Mucho menos interesante es la versión de los hechos que define un grano de maíz como un 4% de agua encerrado en un armario forrado de almohadones de almidón y sellado herméticamente por fuera por una coraza dura. Cuando esta agua se calienta, se expande y ejerce presión contra las paredes del armario, hasta que la cubierta exterior no lo puede soportar y estalla, volviendo el grano de maíz del revés como un calcetín, y dejando al descubierto una masa esponjosa de almidón hinchado con apariencia de pequeña paloma blanca.

Grano de maíz antes y después de explotar

Pero, ¿de dónde viene el matrimonio entre palomitas y espectáculo?

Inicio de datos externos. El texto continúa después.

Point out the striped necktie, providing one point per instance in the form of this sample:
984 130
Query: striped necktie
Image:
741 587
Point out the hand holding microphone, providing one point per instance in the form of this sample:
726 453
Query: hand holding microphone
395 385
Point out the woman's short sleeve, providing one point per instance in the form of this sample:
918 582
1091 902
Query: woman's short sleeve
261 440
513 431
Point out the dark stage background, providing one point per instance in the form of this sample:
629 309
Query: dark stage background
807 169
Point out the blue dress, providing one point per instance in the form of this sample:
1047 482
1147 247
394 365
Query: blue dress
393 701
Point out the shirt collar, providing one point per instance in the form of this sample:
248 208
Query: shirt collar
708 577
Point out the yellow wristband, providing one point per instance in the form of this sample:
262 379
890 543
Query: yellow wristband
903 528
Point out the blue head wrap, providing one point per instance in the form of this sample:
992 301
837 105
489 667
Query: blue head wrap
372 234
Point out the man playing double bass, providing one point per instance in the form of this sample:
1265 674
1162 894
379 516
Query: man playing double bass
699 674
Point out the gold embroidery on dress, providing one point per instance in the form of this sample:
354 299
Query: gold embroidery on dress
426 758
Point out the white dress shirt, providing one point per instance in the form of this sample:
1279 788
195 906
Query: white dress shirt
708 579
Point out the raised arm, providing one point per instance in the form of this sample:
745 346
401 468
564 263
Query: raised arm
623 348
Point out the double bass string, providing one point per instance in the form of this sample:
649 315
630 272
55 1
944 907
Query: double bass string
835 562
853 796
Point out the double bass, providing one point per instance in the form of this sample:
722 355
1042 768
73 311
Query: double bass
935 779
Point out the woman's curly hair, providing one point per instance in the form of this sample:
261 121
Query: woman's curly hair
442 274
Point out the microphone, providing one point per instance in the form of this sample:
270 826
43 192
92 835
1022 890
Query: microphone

De entrada, hay que partir de la importancia del cultivo del maíz en América. Cuando un alimento está tan bien adaptado al medio y se da de forma abundante y barata, es fácil que asome aquí y allá en cualquier situación y contexto para ser consumido y convertirse en fuente de nutrientes y de negocio. El maíz era el carbohidrato en torno al que giraba el recetario tradicional allí donde su cultivo fuese importante, pero su auge como snack en forma de palomitas arranca en la década de 1890 con vendedores ambulantes empujando carritos persiguiendo a las multitudes en ferias, parques, exposiciones o eventos deportivos, y estalla con la Edad de Oro de Hollywood, en las décadas de los años veinte y treinta, del siglo pasado.

Por aquel entonces, estaba prohibido comer nada en las salas, que eran teatros lujosos, tapizados y acolchados, destinados a público refinado. Ahora bien, con la llegada del cine sonoro en 1927, por un lado, que hizo posible poder disfrutar del cine sin tener estudios y ni saber leer subtítulos, y la venida de la Gran Depresión después del crack de 1929, que dejó grandes masas de gente en paro, el cine se convirtió en una opción de entretenimiento de masas asequible para todos los públicos.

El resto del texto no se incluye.